Poor cognitive inhibition predicts poor medication adherence in bipolar elderly
Poorer cognitive inhibition performance is a significant predictor of low medication adherence in elderly patients of bipolar disorder, according to a recent cross-sectional study from France.
The investigators divided 353 patients (mean age 40.67±12.66 years; 61.8 percent female) with bipolar disorder into two according to age: those between 16 and 46 years (young; n=241), and between 47 and 71 years (old; n=112). Patients who were not on current pharmacological treatment and those with histories of neurological diseases were excluded.
While both groups were statistically similar in most characteristics, the young patients had significantly better performances in the California Verbal Learning Test, trail making test and various subtests of the Wechsler Adult Intelligence Scale.
Multiple stepwise logistic regression analyses showed that the number of hospitalizations (adjusted odds ratio [OR], 0.846; 95 percent CI, 0.742 to 0.964; p=0.012), duration of illness (adjusted OR, 0.937; 0.899 to 0.979; p=0.003) and scores in the Patient Rated Inventory of Side Effects scale (PRISE-M; adjusted OR, 1.082; 1.035 to 1.131; p<0.001) were the independent predictors of poor medication adherence in the young group.

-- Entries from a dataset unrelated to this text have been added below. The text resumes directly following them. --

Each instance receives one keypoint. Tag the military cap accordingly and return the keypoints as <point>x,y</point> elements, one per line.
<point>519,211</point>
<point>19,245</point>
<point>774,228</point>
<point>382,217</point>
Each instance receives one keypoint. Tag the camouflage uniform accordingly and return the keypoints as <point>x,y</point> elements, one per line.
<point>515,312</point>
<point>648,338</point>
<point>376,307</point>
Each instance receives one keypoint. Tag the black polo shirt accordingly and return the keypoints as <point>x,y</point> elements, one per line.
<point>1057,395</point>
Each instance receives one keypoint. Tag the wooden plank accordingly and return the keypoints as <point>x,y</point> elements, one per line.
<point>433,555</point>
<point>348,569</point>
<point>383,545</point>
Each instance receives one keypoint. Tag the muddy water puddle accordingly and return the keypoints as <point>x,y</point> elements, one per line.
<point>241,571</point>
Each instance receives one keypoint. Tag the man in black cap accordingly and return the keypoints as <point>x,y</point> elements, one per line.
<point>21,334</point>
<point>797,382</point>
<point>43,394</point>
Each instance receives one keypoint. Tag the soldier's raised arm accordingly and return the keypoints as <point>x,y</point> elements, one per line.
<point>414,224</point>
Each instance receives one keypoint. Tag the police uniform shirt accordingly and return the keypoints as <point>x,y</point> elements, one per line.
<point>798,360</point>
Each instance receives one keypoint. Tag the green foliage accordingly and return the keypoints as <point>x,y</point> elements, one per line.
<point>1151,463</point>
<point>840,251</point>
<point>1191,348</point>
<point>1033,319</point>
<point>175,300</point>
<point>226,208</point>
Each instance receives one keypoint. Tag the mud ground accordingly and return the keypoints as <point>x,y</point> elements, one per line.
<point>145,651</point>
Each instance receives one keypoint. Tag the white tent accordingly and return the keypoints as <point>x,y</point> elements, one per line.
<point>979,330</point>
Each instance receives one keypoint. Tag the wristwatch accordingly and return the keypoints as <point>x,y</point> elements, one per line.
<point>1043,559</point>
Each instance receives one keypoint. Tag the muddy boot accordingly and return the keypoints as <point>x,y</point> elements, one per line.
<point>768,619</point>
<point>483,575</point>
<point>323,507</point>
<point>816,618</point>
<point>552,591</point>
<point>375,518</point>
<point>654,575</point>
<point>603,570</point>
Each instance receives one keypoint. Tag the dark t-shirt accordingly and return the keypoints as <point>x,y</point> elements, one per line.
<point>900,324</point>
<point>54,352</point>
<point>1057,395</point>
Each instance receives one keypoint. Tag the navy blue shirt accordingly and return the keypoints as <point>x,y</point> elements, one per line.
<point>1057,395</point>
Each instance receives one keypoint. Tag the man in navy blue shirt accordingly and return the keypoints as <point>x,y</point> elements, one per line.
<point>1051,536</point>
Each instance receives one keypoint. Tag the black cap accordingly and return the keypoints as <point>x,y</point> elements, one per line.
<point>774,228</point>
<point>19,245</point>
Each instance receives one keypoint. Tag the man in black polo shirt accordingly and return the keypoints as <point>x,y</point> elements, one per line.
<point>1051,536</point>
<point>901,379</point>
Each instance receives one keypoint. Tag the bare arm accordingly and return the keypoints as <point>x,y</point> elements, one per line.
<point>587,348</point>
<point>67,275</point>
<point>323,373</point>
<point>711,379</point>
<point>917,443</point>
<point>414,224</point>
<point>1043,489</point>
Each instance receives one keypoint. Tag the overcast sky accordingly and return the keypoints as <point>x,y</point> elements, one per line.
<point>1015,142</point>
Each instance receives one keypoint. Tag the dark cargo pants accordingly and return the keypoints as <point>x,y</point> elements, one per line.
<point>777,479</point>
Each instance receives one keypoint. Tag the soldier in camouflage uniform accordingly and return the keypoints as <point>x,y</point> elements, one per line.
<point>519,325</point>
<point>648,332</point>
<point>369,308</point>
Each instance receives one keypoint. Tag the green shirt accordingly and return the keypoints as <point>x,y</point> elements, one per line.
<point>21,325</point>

In contrast, the number of hospitalizations (adjusted OR, 0.727; 0.574 to 0.921; p=0.006), PRISE-M scores (adjusted OR, 1.124; 1.035 to 1.220; p=0.005), and Stoop Color and Word Test Interference scores (SCWT; adjusted OR, 0.924; 0.861 to 0.992; p=0.03) were the significant predictors of poor adherence in the old group.
The SCWT measures the cognitive inhibition ability of the participants, or their ability to inhibit a dominant response in favour of a more unusual one, according to researchers.